Australia is to replace its tax residency rules for individuals with a primary so-called ‘bright line' test, Australia's federal treasurer, Josh Frydenberg, announced in the country's Federal Budget 2021-22.
The new individual tax residency rules are intended to apply from 1 July following Royal Assent.
Under this new test, a person who is physically present in Australia for 183 days or more in any income year (the Australian tax year ending 30 June) will be an Australian tax resident.
This represents a simplified version of the 183 day test used by some of its major trading partners such as the US, law firm Baker McKenzie's Sydney practice said in a briefing note.
Even if an individual is not physically present in Australia for 183 days or more, they may still be a tax resident under secondary tests that depend on a combination of physical presence and what are cryptically described in the budget papers as "measurable, objective criteria", it said.
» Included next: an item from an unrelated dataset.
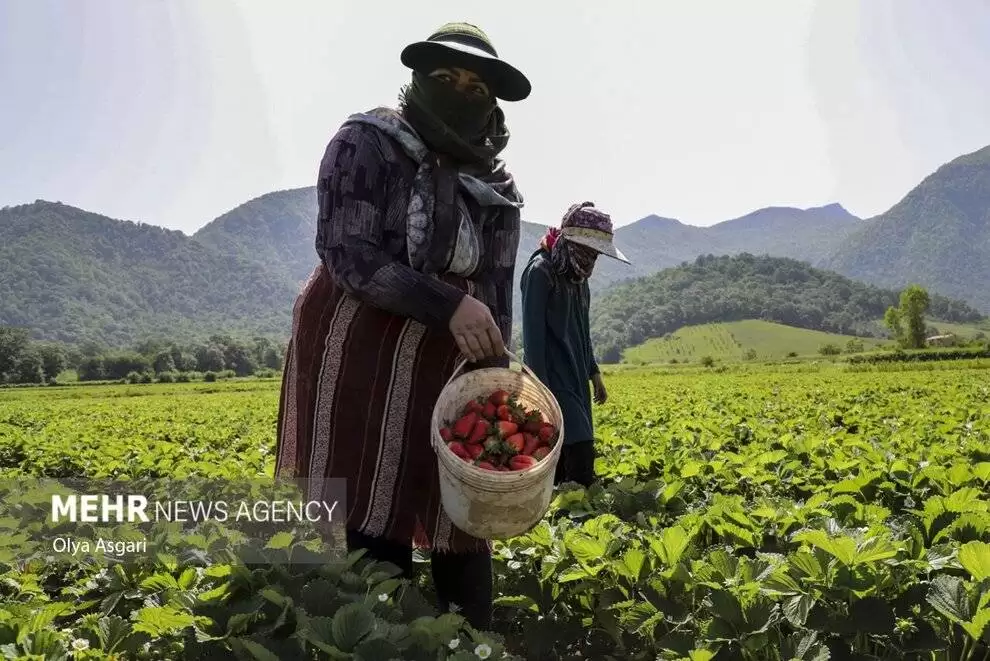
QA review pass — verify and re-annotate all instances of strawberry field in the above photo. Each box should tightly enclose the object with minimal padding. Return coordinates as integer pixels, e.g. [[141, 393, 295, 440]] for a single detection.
[[0, 364, 990, 661]]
"The Board of Taxation's March 2019 report on modernising the tax residency rules should hold the clues to what these criteria will be. The report set out a number of tests focusing on the right to reside permanently in Australia, Australian accommodation, Australian family and Australian economic interests.
The report also included certain other proposals, including an overseas employment rule, under which Australian tax residency would be lost where an individual is employed for a period of over 2 years overseas and certain other requirements are met".
Baker Mc Kenzie also pointed out a key issue to remember is that even if an individual is tax resident of Australia under Australian law, a tie-breaker provision of a double tax agreement may give the result that the individual is instead treated as tax resident of another country during a particular income year.